- Flag of Rwanda
- IOC code: RWA
- NOC: Rwanda National Olympic and Sports Committee
- Website: olympicrwanda.org

in Paris, France 26 July 2024 – 11 August 2024
- Competitors: 8 (3 men and 5 women) in 4 sports
- Flag bearers: Eric Manizabayo & Clementine Mukandanga
- Medals: Gold 0 Silver 0 Bronze 0 Total 0

Summer Olympics appearances (overview)
- 1984; 1988; 1992; 1996; 2000; 2004; 2008; 2012; 2016; 2020; 2024;

= Rwanda at the 2024 Summer Olympics =

Rwanda competed at the 2024 Summer Olympics in Paris from 26 July to 11 August 2024. It was the nation's eleventh consecutive appearance at the Summer Olympics, since the nation's official debut at 1984.

==Competitors==
The following is the list of number of competitors in the Games.

| Sport | Men | Women | Total |
|---|---|---|---|
| Athletics | 1 | 1 | 2 |
| Cycling | 1 | 2 | 3 |
| Fencing | 0 | 1 | 1 |
| Swimming | 1 | 1 | 2 |
| Total | 3 | 5 | 8 |

==Athletics==

Rwandan track and field athletes achieved the entry standards for Paris 2024, either by passing the direct qualifying mark (or time for track and road races) or by world ranking, in the following events (a maximum of 3 athletes each):

- Track and road events

| Athlete | Event | Final |  |
| Result | Rank |
| Yves Nimubona | Men's 10000 m | 27:54.12 | 21 |
| Clementine Mukandanga | Women's marathon | 2:45:40 SB | 77 |

==Cycling==

===Road===
Rwanda entered one male and one female rider to compete in the road race events at the Olympic, through the establishment of UCI Nation Ranking.

| Athlete | Event | Time | Rank |
|---|---|---|---|
| Eric Manizabayo | Men's road race | DNF | — |
| Diane Ingabire | Women's road race | DNF | — |
| Diane Ingabire | Women's time trial | 48:05.24 | 35 |

===Mountain biking===
Rwandan mountain bikers secured one female quota place for the Olympic by receiving the allocations of universality spots.

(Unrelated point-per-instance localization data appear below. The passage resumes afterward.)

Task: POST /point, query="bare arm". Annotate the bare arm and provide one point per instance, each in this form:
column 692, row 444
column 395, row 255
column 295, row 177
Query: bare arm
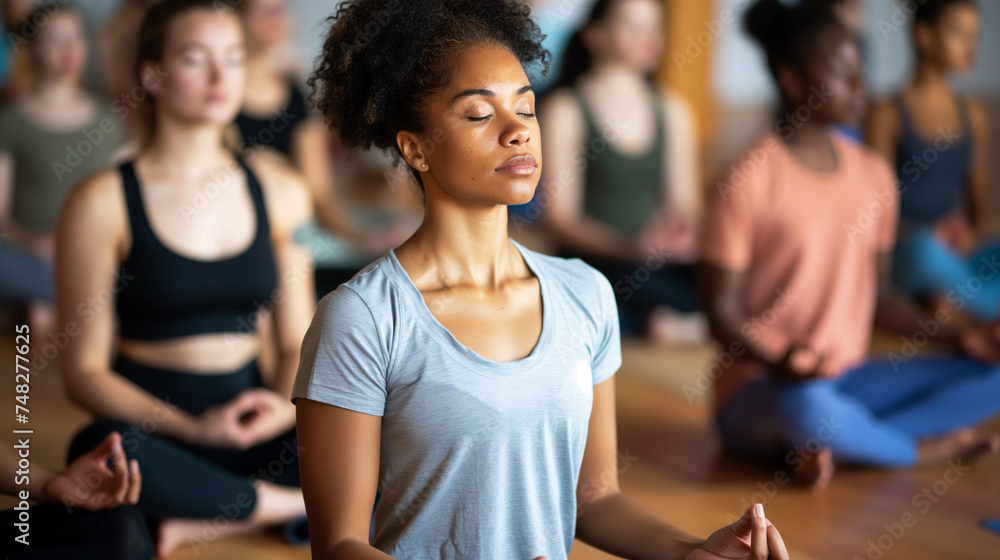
column 290, row 208
column 978, row 184
column 339, row 463
column 683, row 188
column 883, row 129
column 89, row 234
column 607, row 518
column 562, row 178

| Athlete | Event | Time | Rank |
|---|---|---|---|
| Jazilla Mwamikazi | Women's cross-country | -5 LAP | 34 |

==Fencing==

Rwanda entered one fencer into the Olympic competition. Uwihoreye Tufaha qualified for the games through the allocations of universality spots; signifying the nations debut in these sports.

| Athlete | Event | Round of 64 | Round of 32 | Round of 16 | Quarterfinal | Semifinal | Final / BM |  |
| Opposition Score | Opposition Score | Opposition Score | Opposition Score | Opposition Score | Opposition Score | Rank |
| Uwihoreye Tufaha | Women's épée | Yoshimura (JPN) L 7–15 | Did not advance |  |  |  |  |  |

==Swimming==

Rwanda sent two swimmers to compete at the 2024 Paris Olympics.

| Athlete | Event | Heat |  | Semifinal |  | Final |  |
| Time | Rank | Time | Rank | Time | Rank |
| Oscar Peyre Mitilla | Men's 100 m butterfly | 58.77 | 38 | Did not advance |  |  |  |
| Lidwine Umuhoza Uwase | Women's 50 m freestyle | 32.03 | 70 | Did not advance |  |  |  |

Qualifiers for the latter rounds (Q) of all events were decided on a time only basis, therefore positions shown are overall results versus competitors in all heats.